This is how CSIOP defines I-O

The Canadian Society for Industrial and Organizational Psychology (CSIOP) is an organization whose mission is to further the welfare of people by: (a) helping organizations effectively manage their human resources, (b) scientifically investigating human behaviour and cognition at work, and (c) helping individuals realize their work goals, including helping them to maximize job satisfaction and productivity and minimize work stress.” Not a bad definition, all things considered. It’s not terribly concrete, though.

Sectors I-O psychologists work

When it comes to career paths, I-O is not short on options.
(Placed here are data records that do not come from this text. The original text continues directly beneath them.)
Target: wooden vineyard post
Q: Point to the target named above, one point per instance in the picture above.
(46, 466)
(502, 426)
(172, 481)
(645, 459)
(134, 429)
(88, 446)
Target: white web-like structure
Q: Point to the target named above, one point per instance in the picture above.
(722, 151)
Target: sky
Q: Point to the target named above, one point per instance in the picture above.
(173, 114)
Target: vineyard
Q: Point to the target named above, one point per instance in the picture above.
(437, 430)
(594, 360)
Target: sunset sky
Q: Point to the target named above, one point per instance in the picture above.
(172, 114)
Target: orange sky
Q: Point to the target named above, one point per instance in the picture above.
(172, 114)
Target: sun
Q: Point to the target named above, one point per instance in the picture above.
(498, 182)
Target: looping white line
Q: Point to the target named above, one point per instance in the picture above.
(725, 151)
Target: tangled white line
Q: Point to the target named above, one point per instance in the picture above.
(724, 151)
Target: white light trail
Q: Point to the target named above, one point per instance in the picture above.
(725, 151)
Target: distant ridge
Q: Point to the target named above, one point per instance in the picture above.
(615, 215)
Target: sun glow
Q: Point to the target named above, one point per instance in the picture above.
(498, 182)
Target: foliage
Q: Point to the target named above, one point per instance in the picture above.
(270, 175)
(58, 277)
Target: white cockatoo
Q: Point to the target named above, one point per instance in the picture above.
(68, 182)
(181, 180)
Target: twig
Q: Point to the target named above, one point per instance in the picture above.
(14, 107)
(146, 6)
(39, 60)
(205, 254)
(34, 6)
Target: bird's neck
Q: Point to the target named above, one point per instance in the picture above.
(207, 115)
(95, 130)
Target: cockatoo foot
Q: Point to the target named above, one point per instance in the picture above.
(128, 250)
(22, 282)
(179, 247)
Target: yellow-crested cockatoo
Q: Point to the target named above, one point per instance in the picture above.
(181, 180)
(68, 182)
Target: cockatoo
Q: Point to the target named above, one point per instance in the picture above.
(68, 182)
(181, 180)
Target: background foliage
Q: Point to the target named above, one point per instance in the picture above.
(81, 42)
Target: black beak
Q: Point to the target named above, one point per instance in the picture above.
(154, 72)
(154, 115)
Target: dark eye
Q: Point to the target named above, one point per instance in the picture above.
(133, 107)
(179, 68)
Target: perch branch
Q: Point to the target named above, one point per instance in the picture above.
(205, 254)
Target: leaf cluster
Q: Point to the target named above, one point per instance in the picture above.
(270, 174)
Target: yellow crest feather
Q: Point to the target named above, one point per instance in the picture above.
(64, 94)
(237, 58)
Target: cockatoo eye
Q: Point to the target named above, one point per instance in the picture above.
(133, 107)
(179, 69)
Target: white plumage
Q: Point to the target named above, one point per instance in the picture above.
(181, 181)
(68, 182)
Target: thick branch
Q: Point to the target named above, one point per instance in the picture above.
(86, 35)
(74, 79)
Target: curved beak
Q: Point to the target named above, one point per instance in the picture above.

They include: Academia (colleges, universities) Consulting Industry (for-profit and not-for- profit) Government (public servants) Hybrids of the above (e.g., research institutes, think-tanks, health-care) That pretty much covers everywhere a human works. And if you refer back to CSIOP’s description on the left, that pretty much covers everything humans do at work. So, basically, I-O psychologists study and influence the thoughts, feelings, and behaviours of humans at work. In terms of career advice, this is about as useful as a fortune cookie. (Actually, SIOP does have more detailed resources that can aid in identifying and planning possible I-O career paths. )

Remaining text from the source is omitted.